Yana tribes robbed gophers of stores of edible roots and bulbs. These were found by probing for burrows and digging out the animals’ food storage chambers. Men usually did this, which is an exception to the general rule that women only collected vegetable materials.

Acorns were probably the most important single food of California Indians. Surprisingly, this was true even in eastern parts of the territories of the Atsugewi (Apwaruge), mountain Maidu, and others where acorns were scarce or wanting entirely. Indians frequently traded for acorns or made long journeys for them. Acorns of the black oak were generally preferred over other kinds. Nearly all varieties were used for food on occasion, however. It is interesting to note that Modoc and Klamath Indians were exceptions in not using acorns for food.

In the fall, usually in September, acorns were gathered by women after the ripe nuts had been knocked from the oaks with long poles, or by men and young agile girls climbing the trees to strike the fruit with straight sticks or staves. To aid in climbing large smooth tree trunks, Atsugewi men used sapling ladders on which part of branches were left attached to serve for footholds. Mountain Maidu on the other hand used a very unique two poled ladder with buckskin rungs. Acorns were carried to villages by women in stages, using baskets about the size of nail kegs.
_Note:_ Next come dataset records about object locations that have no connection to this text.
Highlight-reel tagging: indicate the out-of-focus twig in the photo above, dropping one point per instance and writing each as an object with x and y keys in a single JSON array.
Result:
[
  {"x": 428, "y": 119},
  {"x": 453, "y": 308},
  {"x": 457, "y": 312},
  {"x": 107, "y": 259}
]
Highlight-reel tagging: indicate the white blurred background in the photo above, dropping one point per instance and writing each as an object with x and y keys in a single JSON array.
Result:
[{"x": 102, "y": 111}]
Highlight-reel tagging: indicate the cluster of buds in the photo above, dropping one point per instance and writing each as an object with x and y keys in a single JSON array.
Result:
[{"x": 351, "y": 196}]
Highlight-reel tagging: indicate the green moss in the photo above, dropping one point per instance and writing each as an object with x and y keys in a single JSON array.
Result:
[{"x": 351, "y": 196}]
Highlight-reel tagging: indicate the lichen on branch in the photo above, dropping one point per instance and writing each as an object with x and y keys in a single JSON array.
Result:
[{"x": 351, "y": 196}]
First spring food gathering each year was marked by rites in which the shamans, or medicine men, conducted praying ceremonies. Atsugewi conducted three of these. In May first epos roots were gathered and sung over by shamans. They examined the roots and prophesied whether the women who had dug them were going to be sick. Those who were going to be sick dug roots all day. In the evening these were dumped into piles and women shamans sang over these for half the night to make the threatened women healthy. Each woman gatherer participating then took home the roots she had dug leaving some for the shamans, who cooked and ate them. A second first food ceremony consisted of a ceremonial feast of fruit and vegetable materials with fish which the men brought. In the third such rite, root digging women threw away the first roots they dug that season and prayed to the effect: “Don’t make me poor. Give me good luck. You may have this one.”

In autumn, mountain Maidu held their first fruit ceremonies. Large groups of women went out to gather acorns. Acorn mush was made immediately of the first batch collected. The shamans ate some and prayed. Portions of this batch were then eaten by the rest of the assemblage. After that it was all right for anyone to gather and to use acorns of the new crop.